Explain the distributed system that uses a 2-layered system. What are the challenges of this system?
- The cluster selection strategy proposes requires a centralized controller that has a real-time view of the network conditions - difficult to do given the scale of today's networks.
- This model also needs to have data for different subnet-cluster pairs. Some clients will be deliberately routed to sub-optimal clusters.
What are the strategies for server selection? What are the limitations of these strategies?
- A server could be assigned randomly. Not optimal because a highly stressed server could be selected randomly.
- Load balancing could be used, but also not optimal
What is consistent hashing? How does it work?
- Distributed hash table used to balance load, assigning roughly the same number of content IDs and requires relatively little movement of these content IDs when nodes join and leave the system.
Why would a centralized design with a single DNS server not work?
- Introduces a single point of failure
What are the main steps that a host takes to use DNS?
1. The user host runs the client side of the DNS application
2. The browser extracts the hostname and passes it to the client side of the DNS application
3. DNS Client sends a query containing the hostname of DNS
4. DNS Client eventually receives a reply which includes the IP address of the hostname
5. As soon as the host receives the IP address, it can initiate a TCP connection to the HTTP server located at that IP
What are the services offered by DNS, apart from hostname resolution?
1. Mail server / host aliasing
2. Load distribution
What is the structure of DNS hierarchy? Why does DNS use a hierarchical scheme?
- The DNS hierarchy solves the scalability problem.
- THe hierarchy has root servers, top level domain servers, authoritative servers, and local DNS servers.
What is the difference between iterative and recursive DNS queries?
- Iterative - the client is referred to a different DNS server in the chain until it can resolve the request
- Recursive - each DNS server will resolve the hostname on behalf of the client, client doesn't have to submit more than one request
What is DNS caching?
- Saving hostname resolutions locally
What is a DNS resource record?
- A method of storing the hostname to IP address resolution
What are the most common types of resource records?

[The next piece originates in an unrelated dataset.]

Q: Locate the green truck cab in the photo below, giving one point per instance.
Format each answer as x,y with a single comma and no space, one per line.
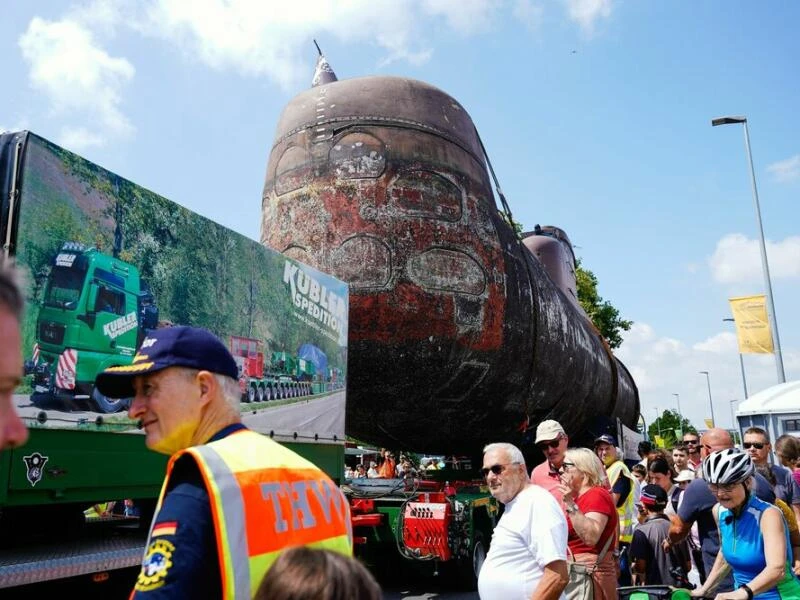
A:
95,311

- Type A - domain name and IP address
- Type NS - domain name and appropriate authoritative DNS server
- Type CNAME - alias hostname and canonical name
- Type MX - alias hostname of a mail server and the canonical name of the mail server
Describe the DNS message format.
What is IP Anycast?
- Route a client to the closest server as determined by BGP. Assigns the same IP address to multiple servers and lets BGP handle getting the client to the closest server.
What is HTTP Redirection?
- Just sending a client a 300-level code to request the content from a different server. Useful for load balancing, doesn't require central coordination.